According to The Newtown Bee, “To be included students must be enrolled in five or more courses with a minimum of four courses in areas of study other than independent study and released work experience and have no incomplete grades.”

If the public is to believe the OCA report, Adam Lanza was so racked with anxiety in 10th grade that his educational plan “did not last beyond a few months.” Still, though, this emotionally tormented boy was able to pull off an “overall average of 90 or higher for the marking period and receive a grade of 85 or higher in each course used in determining the overall average.”  Seems a stretch, but okay.
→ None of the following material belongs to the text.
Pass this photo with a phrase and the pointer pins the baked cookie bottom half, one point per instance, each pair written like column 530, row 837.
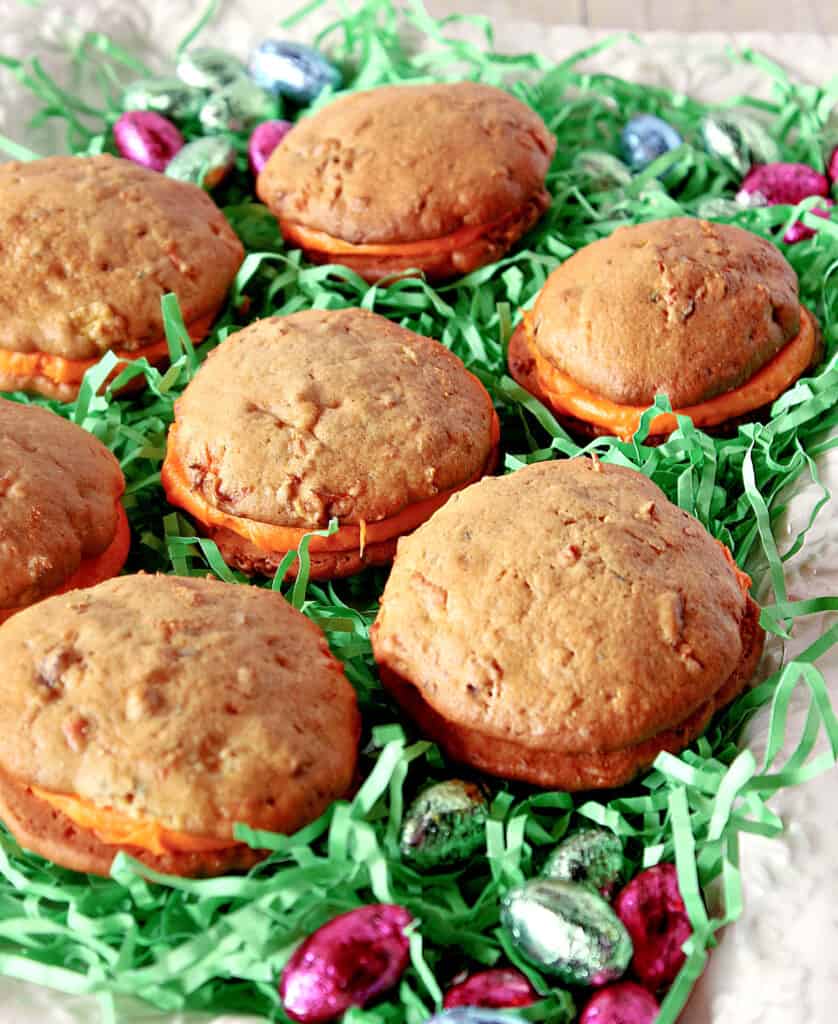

What about the next semester?

According to The Newtown Bee, Adam Lanza also made the Honor Roll in the Second Quarter and, remarkably, also was listed in the Third Quarter as receiving the “Latin Award – Summa Cum Laude.” Again, all of this was accomplished by a kid whose educational plan for the year “did not last beyond a few months.”

It is beyond incredulous, given his reported emotional and behavioral problems at the time, that Adam Lanza was capable of carrying off such an academic feat, but it is even more astounding that the OCA, after two years of painstakingly combing through his school records, could so blatantly fail to even mention that Adam Lanza had earned such high academic accolades.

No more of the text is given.